Australian businesses could be made to meet minimum cybersecurity requirements and face tougher penalties for cyber attacks under new rules proposed by a government discussion paper – and it’s not a moment too soon.
Home Affairs Minister Karen Andrews unveiled the discussion paper, Strengthening Australia’s cyber security regulations and incentives, earlier this week. The paper reveals the government is considering a number of cybersecurity-focused reforms to help deliver on last year’s Cyber Security Strategy.
“We cannot allow [cyber] criminal activity to become a significant handbrake on our economic growth and digital security,” Ms Andrews said.
“I want to make sure Australian businesses – big and small – are secure, and consumers are protected.”
The paper is focused on incentivising Australian businesses to invest in cybersecurity, and reveals the government is considering making company directors personally responsible for cyber attacks, in the same way that they can be held personally liable for breaches of workplace health and safety.
“It is widely accepted that cyber security risks are an increasingly important set of risks that most large businesses, including those established in the corporate form, need to oversee and manage,” the paper reads.
“However, there is no explicit requirement that cyber security forms part of many existing obligations, including those applicable to directors.”
The paper flags the introduction of clear minimum expectations on businesses to manage cybersecurity risks, and proposes legal remedies for consumers when businesses fall victim to cyber attacks.
The paper also raises the possibility of a cybersecurity code being added to the Privacy Act, and the introduction of mandatory expiry dates for Internet of Things devices.
The paper says both mandatory and voluntary requirements are being considered, and flags that while a mandatory standard may be “too costly and onerous” for businesses, a voluntary system could lead to lower compliance.
Even a voluntary approach would see new cybersecurity standards written into the ASX’s corporate governance rules and practices, so companies that chose not to adopt them would be forced to explain why to their shareholders.
The cost of cybercrime
The discussion paper was revealed on the same day as a new Australian Institute of Criminology report that estimated the total annual economic impact of cybercrime in Australia at $3.5 billion, including $1.9 billion lost by individual victims.
The report follows a string of ransomware attacks on high-profile Australian businesses over the last 18 months, including Nine Entertainment, Toll Holdings, BlueScope Steel, and Lion Dairy and Drinks.
Cryptoloc founder Jamie Wilson says this trend will continue without government intervention, and welcomes the introduction of new technical standards – including a requirement for multi-factor authentication – to help protect Australians’ data.

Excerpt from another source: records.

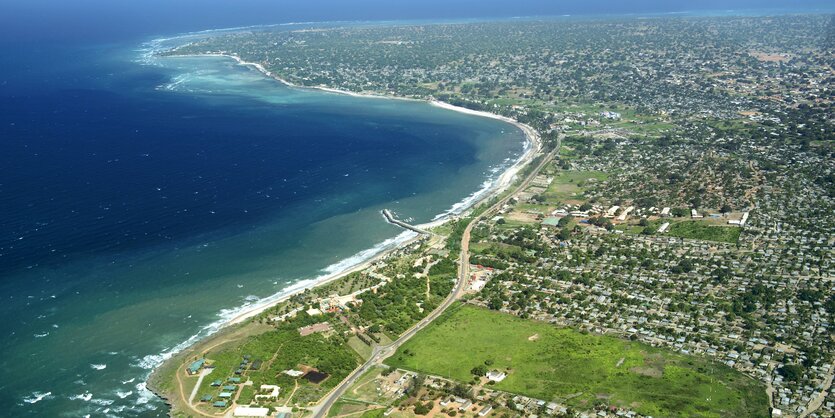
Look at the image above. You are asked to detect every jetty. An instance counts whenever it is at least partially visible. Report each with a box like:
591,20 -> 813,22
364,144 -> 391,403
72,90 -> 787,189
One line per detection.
382,209 -> 432,235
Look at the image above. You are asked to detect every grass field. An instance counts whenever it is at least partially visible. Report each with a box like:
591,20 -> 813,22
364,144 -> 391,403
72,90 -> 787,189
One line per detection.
387,304 -> 768,417
543,171 -> 607,202
667,221 -> 742,244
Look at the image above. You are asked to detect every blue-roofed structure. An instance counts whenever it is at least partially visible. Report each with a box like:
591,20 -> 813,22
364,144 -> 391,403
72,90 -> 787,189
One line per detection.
186,358 -> 206,374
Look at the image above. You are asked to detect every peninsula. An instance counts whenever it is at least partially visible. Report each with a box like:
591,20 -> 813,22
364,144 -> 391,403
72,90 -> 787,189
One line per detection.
149,15 -> 835,417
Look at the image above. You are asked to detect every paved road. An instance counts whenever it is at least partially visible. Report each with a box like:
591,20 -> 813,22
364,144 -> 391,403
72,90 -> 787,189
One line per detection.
312,137 -> 561,418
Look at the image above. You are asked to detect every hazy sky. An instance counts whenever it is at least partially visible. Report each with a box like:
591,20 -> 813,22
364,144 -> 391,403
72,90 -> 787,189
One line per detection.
0,0 -> 833,42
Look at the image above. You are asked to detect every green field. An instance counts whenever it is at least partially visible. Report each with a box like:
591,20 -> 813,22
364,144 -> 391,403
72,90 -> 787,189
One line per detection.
543,171 -> 608,202
667,221 -> 742,244
387,304 -> 768,417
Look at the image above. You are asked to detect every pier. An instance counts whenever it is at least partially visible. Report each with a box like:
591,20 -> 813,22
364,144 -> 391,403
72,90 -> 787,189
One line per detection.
382,209 -> 432,235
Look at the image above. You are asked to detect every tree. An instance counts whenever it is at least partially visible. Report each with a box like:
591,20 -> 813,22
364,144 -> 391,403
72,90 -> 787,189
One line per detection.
777,364 -> 806,382
470,364 -> 487,376
415,402 -> 432,415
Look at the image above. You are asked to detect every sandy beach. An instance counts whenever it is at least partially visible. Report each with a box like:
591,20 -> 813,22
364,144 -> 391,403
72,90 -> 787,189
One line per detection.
156,49 -> 541,342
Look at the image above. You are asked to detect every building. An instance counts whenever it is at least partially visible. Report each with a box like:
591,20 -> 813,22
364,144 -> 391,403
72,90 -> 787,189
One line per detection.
617,206 -> 635,221
255,385 -> 281,401
458,399 -> 473,411
299,322 -> 331,337
232,406 -> 270,417
186,358 -> 206,375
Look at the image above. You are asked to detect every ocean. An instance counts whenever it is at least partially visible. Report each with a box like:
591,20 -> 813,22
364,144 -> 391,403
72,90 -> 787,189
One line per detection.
0,31 -> 524,417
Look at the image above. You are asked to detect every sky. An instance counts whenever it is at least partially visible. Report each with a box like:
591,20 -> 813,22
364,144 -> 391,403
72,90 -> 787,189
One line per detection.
0,0 -> 833,43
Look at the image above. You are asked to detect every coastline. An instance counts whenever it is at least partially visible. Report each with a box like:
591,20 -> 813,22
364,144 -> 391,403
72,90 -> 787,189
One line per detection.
146,46 -> 542,399
198,53 -> 542,326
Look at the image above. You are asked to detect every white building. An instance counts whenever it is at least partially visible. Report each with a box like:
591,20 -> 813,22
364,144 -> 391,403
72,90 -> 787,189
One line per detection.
618,206 -> 635,221
255,385 -> 281,401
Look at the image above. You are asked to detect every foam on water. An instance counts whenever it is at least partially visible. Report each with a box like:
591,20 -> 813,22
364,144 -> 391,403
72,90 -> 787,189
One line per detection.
23,392 -> 52,404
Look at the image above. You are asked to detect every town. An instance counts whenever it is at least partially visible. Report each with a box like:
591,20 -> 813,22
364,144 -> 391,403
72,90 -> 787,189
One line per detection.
153,11 -> 835,417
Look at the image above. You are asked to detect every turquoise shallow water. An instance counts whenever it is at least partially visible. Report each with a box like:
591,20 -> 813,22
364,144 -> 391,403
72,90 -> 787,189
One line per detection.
0,38 -> 524,416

“I believe businesses have a moral obligation to protect their customers’ data,” he says, “but the reality is that, left to their own devices, most executives aren’t going to take cybercrime seriously until they fall victim to a catastrophic attack and their data is compromised. That’s when they’ll turn around and say, ‘We’ve got to do something because it’s happened now and it will happen again’.
“That’s too late and it’s not good enough. We can’t wait for attacks to happen. We have to get on the front foot and treat cybersecurity the same way we treat workplace health and safety. There was a time not that long ago when many businesses took a laissez-faire approach to health and safety, and now it’s everyone’s number one priority, because they have to comply with strict legal obligations.
“We need to see these types of expectations being applied to cyber security. It needs to be a basic policy, for instance, for businesses to start securely encrypting their data, and this needs to be driven from the top down. We need to see the government putting forward cyber practices and policies to protect people – because we can’t wait for businesses to police themselves.
“At the same time, there’s a need for the government to educate businesses and the general public alike about the impact of cybercrime, to illustrate why these measures are necessary.
“My advice to business owners is that you shouldn’t wait until these new rules are introduced to start taking cybersecurity seriously and putting procedures in place to reduce your exposure. You need to start educating your employees now about the importance of timely patching for all of your organisation’s software and devices, and you need to be securely encrypting your data, so you can have complete control over who has access to your information and your customers’ information.
“My company, Cryptoloc, has developed the world’s safest cybersecurity platform by combining three different encryption algorithms into one unique multilayer process, with each piece of data assigned its own separate audit trail – and in today’s landscape, that’s the level of protection required to prevent hackers from exploiting vulnerabilities.”
The new cybersecurity standards will be co-designed with industry. Submissions on the discussion paper are being accepted until 27 August 2021.